Hay más residentes en la cafetería, más enfermeras con el aparato de tomar la tensión, más llamadas por los altavoces, y la reunión, la mesa redonda, se desbarata un poco. Me cuenta alguien que prefieren votar en los colegios antes que en la residencia "porque así nos sentimos más libres". Y que hubo un candidato a alcalde que pasó por allí regalando perfumeros. Cuando les pregunto sobre los cambios que desearían en el pueblo, responden que una escalera mecánica que les comunicara con el centro vendría bien.

Nada más levantarnos de la mesa, una anciana menuda aborda a Alain, el estudiante de medicina que me ha ayudado a organizar el encuentro. Le reprocha que ella no haya sido invitada. "Fui yo el que decidió llamar a Alicia -le interrumpo-. Leí el artículo que sobre ella escribió el periodista Julio Flor, y de ahí salió todo". "¿Alicia? -dice la anciana menuda con gesto displicente-. Esa ha viajado porque fue una evacuada. Pero yo he viajado más. He estado en Inglaterra, en Alemania y en Italia,". "¿Y cómo es que ha viajado tanto? ", le pregunto. "Porque soy de la familia de Franco", responde.

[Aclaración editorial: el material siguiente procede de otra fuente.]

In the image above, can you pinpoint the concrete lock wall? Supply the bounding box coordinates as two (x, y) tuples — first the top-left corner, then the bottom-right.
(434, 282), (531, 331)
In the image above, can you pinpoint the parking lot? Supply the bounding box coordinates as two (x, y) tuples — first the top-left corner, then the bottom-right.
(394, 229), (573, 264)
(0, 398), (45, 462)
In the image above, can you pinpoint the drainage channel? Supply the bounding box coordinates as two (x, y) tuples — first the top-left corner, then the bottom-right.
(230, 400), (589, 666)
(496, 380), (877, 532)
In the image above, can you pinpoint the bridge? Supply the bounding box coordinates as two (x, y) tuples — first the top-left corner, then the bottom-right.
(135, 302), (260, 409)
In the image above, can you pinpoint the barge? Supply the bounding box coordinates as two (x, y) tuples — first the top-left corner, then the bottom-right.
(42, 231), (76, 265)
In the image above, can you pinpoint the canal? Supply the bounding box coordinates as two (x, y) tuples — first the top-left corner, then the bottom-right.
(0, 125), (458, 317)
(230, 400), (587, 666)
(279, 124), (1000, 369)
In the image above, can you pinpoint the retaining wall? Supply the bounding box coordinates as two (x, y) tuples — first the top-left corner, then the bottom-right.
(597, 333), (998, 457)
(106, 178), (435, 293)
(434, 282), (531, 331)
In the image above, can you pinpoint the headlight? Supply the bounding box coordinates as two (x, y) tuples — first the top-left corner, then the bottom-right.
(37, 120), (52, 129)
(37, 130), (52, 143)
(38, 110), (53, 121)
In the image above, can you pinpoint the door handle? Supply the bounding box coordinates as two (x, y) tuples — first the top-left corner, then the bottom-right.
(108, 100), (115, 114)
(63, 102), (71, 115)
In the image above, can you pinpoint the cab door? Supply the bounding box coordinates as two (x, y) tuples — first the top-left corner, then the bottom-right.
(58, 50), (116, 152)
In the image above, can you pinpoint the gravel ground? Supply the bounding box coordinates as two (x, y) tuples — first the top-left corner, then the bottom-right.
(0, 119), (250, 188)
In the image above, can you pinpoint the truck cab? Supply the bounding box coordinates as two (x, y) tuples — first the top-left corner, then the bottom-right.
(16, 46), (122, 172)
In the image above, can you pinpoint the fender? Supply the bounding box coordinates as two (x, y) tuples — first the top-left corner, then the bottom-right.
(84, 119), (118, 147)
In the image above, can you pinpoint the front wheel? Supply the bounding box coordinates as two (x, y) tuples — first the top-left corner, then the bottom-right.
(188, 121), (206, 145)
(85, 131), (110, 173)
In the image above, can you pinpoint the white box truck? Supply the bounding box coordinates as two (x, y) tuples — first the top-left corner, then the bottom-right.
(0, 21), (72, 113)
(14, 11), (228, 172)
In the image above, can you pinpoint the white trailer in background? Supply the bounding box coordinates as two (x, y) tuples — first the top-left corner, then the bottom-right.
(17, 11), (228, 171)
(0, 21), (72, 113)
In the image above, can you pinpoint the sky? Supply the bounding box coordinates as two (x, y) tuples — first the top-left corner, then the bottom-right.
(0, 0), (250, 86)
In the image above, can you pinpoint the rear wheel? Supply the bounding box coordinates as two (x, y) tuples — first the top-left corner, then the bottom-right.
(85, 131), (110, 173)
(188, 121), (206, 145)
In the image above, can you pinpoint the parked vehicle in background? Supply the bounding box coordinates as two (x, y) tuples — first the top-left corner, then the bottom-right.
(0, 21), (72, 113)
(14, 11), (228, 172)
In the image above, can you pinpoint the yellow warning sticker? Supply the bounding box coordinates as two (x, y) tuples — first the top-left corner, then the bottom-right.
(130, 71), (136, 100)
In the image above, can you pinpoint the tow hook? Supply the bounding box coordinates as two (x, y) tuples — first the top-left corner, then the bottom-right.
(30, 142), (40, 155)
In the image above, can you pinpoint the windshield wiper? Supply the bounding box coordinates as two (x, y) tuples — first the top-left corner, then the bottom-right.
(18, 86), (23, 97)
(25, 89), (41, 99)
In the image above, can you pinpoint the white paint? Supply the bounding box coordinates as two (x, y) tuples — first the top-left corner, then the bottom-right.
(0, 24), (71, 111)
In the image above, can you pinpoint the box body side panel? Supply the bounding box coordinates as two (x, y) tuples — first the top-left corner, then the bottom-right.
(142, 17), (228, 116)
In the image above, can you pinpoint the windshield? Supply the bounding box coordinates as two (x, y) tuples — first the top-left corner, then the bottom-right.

Las sorpresas se encadenan en esta residencia. Aún no he terminado de hablar con la anciana y ya baja Alicia de su habitación con una fotos que me quiere mostrar. Primera foto: la Pasionaria sentada en la cocina de un piso. Segunda foto: La Pasionaria, Solé Turá y la propia Alicia en la misma cocina. Alicia me explica: "Vinieron a Bilbao a dar un mitin, y Dolores y su secretaria se quedaron en mi piso de Santurce. ¡Fíjate cómo habría vivido aquella mujer que, al ver el piso, que era modesto, dijo: ¡Nunca he dormido en una casa tan elegante como ésta!".

Las fotos vuelven al sobre; afuera, luce el sol; recojo mis cosas y me dispongo a salir. Se me acerca Pepe Norato. "Yo le he contado poco -dice-. Pero hay cosas de las que no soy capaz de hablar, porque me emociono mucho". Alain le pasa la mano por el hombro. "¡Adiós!", digo en alto, pero los residentes que están en aquella zona no parecen tan animados como los participantes en la mesa redonda, y sólo Pepe me responde estrechándome la mano.